This document describes technical details of the system cb_WET
- Web-Tracking and the software cb_WET-server necessary
for it. Introductory information, possible applications, system
prerequisites and the advantages of cb_WET are summarized
in the short info.
Contents
Introduction
cb_WET is a system, which tracks the access to web
pages, writes the resulting data to logfiles and (optionally)
displays the data "live". The logfiles correspond
to the "combined logfile format (DLF)" , standardized
by the W3C. With the use of common logfile-analyzing tools,
the logged data can be processed to any desired report.
cb_WET summarizes the advantages of the methods "webserver
logs" (detailed data in standardized format) and "third
party tracking systems" (relatively simple handling of
the integration in web pages) and offers additional advantages.
All aspects of the data acquisition, as well as the logged
data itself remain under full control of the user of cb_WET.
Mode of operation
The software for the cb_WET-server is installed on
a computer (Windows NT, 2000, XP) inside the target network
(Internet or Intranet). This computer can be an already existing
server.
All web pages, which should be monitored, must be equipped
with a hyperlink to an image file at the cb_WET-server.

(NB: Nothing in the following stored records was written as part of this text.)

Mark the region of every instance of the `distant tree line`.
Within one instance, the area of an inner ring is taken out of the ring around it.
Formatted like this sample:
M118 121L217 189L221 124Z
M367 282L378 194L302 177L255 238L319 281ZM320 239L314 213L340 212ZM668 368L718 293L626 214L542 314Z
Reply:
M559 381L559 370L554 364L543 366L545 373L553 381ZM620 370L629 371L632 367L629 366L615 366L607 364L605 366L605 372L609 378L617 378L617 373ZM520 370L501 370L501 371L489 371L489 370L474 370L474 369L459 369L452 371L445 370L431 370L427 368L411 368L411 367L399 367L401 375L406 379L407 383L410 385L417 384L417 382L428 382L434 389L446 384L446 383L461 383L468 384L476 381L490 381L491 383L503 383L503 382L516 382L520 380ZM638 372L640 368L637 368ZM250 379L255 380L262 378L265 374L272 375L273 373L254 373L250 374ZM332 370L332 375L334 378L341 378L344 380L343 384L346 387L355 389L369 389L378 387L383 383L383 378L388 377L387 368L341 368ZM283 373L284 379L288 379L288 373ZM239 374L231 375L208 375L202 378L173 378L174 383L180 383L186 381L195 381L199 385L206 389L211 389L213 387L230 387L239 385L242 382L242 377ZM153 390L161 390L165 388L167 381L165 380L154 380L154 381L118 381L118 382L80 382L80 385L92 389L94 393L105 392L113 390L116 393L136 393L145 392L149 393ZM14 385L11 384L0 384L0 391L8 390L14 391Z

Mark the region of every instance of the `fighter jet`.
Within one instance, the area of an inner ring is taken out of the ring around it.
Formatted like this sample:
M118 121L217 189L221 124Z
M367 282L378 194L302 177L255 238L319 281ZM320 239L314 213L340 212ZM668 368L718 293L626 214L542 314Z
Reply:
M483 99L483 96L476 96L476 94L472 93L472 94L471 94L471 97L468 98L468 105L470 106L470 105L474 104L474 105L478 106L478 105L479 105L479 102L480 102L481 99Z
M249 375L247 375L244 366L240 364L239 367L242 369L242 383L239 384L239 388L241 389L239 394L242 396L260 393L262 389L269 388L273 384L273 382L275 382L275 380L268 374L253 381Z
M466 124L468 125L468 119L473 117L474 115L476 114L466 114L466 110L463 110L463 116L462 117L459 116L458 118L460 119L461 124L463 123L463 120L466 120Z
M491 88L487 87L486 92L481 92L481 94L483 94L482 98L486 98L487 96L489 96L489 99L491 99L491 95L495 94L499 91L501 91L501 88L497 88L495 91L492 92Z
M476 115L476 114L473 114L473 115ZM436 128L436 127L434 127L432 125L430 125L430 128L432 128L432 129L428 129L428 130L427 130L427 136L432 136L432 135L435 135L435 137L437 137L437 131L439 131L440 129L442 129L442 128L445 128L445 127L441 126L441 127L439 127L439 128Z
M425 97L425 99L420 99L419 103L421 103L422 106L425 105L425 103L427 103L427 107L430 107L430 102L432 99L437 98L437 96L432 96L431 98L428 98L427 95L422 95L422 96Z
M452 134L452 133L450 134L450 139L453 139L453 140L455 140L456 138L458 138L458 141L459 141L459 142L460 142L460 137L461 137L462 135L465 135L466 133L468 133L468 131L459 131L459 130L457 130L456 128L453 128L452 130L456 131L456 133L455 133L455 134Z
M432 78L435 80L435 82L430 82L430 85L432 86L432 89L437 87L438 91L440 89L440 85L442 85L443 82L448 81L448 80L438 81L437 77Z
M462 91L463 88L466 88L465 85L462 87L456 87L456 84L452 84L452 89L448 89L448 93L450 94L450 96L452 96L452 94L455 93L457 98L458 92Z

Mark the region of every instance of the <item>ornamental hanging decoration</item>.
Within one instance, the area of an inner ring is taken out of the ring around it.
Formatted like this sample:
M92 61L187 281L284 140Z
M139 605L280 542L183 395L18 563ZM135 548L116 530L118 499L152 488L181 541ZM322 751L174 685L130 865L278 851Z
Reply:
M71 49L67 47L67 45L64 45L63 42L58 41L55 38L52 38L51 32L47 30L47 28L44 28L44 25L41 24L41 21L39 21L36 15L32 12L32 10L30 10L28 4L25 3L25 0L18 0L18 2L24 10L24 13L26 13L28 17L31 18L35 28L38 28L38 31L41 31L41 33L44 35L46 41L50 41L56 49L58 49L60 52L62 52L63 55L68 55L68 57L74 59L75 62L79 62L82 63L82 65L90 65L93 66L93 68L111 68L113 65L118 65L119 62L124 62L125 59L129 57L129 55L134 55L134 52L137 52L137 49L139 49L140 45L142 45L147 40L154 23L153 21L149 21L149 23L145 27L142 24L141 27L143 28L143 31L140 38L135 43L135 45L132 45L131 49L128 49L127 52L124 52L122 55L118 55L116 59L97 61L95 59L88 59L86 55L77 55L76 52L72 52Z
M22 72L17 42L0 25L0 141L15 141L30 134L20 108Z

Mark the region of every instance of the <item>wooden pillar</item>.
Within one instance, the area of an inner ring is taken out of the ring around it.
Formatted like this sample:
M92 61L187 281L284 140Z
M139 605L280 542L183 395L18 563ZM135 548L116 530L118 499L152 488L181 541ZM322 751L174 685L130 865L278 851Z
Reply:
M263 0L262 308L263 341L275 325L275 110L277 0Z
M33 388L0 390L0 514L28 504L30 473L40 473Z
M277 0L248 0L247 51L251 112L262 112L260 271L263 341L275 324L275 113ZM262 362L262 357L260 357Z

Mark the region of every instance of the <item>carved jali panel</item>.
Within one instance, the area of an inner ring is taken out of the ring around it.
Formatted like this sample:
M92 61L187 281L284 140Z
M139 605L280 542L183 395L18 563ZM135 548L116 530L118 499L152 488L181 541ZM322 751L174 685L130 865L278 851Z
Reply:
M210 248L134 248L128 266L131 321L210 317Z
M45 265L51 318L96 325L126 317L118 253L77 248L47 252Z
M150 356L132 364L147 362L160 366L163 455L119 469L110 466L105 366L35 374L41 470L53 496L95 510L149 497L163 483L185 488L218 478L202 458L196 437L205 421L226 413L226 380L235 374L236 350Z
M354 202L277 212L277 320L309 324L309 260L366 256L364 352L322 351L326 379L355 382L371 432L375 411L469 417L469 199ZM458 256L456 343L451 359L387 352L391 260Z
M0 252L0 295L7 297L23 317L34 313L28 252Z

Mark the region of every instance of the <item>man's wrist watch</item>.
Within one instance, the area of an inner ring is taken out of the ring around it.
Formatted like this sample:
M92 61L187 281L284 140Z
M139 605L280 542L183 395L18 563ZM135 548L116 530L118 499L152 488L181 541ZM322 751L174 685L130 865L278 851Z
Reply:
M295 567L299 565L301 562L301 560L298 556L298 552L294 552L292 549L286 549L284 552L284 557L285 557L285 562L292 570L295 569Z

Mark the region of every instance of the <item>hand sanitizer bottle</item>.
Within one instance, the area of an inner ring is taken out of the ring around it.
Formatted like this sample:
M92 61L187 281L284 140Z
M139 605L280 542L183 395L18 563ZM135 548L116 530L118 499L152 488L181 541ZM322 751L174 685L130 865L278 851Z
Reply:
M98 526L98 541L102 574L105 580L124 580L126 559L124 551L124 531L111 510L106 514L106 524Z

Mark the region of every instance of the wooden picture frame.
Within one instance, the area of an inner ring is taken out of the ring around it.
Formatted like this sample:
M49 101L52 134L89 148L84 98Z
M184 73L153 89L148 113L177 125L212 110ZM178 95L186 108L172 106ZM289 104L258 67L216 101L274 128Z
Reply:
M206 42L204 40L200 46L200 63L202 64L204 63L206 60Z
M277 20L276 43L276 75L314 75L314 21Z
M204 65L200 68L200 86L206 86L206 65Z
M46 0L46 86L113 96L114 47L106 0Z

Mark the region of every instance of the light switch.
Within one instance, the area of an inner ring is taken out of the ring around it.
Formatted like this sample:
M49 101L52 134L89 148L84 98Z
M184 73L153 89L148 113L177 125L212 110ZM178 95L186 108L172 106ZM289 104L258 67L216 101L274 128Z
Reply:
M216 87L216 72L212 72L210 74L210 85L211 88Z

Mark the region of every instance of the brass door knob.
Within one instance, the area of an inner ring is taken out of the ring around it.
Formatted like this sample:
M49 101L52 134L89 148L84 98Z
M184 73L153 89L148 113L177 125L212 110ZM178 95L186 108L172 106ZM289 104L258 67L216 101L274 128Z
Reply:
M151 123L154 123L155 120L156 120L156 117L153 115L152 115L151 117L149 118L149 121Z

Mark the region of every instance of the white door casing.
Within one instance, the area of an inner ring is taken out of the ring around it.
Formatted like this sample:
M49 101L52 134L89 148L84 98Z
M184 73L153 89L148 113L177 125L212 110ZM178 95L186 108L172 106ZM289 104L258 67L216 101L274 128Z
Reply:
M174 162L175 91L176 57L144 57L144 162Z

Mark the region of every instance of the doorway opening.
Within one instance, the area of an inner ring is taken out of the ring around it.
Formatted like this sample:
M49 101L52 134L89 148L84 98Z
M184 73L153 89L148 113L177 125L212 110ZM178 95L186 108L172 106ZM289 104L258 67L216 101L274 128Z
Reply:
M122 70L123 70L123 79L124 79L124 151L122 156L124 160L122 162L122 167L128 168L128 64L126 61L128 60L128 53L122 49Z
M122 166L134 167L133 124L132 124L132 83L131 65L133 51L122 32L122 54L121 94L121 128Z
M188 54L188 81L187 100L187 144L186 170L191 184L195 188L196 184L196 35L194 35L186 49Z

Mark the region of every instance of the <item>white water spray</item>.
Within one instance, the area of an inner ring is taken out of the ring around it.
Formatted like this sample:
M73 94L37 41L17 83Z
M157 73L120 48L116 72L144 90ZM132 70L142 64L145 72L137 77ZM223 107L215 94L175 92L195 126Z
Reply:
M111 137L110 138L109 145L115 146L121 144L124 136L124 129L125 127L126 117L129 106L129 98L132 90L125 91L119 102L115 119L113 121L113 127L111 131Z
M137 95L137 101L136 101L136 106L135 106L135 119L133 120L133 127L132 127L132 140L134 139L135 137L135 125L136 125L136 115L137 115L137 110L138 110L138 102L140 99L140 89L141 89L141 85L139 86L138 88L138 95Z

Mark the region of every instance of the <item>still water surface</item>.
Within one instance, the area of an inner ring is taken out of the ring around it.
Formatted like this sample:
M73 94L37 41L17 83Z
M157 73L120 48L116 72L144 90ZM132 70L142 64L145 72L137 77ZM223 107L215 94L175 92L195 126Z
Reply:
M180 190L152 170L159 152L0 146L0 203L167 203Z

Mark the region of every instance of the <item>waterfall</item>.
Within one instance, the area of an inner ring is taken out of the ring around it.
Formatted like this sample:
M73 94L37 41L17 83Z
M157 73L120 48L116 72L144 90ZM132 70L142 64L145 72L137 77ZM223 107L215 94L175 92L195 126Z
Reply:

This hyperlink can be inserted directly into the HTML code
or it can be generated dynamically (either with a CGI-program
at the server or with Java-Script at the client).
When the webbrowser requests the image file, additional data
is transmitted to cb_WET (in the URL and the HTTP header
of the request).
From the view of the client, the cb_WET-server behaves
like a "normal" webserver, i.e. it returns the requested
image file. The fundamental difference however is, that the
server always returns the same image file, independently of
the requested URL. The data, which was transmitted by the
client (with the the request), is analyzed, completed if necessary,
written to the logfile and displayed on the userinterface.
Restrictions
All methods, which use hyperlinks to image files to count
access to web pages (like cb_WET), will not work for
clients, which do not load image files. This case can arise,
if the client is a textbased browser (quite uncommon today),
or if the loading of images was deactivated by the user. Even
cb_WET can not solve this problem.
Beyond that all other methods (e.g. webserver logs) will
deliver inaccurate results, if a HTTP request from a client
is "intercepted" by a HTTP cache (e.g. from a proxy
server or from browser internal caches). This problem is solved
by cb_WET with certain methods (e.g. parameters in
the HTTP response), details see below.
Recorded data
During a HTTP request the following data is (usually) available
for the server:
- IP address of the client (can be used to determine the
hostname) or an intermediate proxy
- URL (path and filename) of the requested document, possibly
additional parameters in the URL
- HTTP header parameters (e.g. user agent, referrer etc.)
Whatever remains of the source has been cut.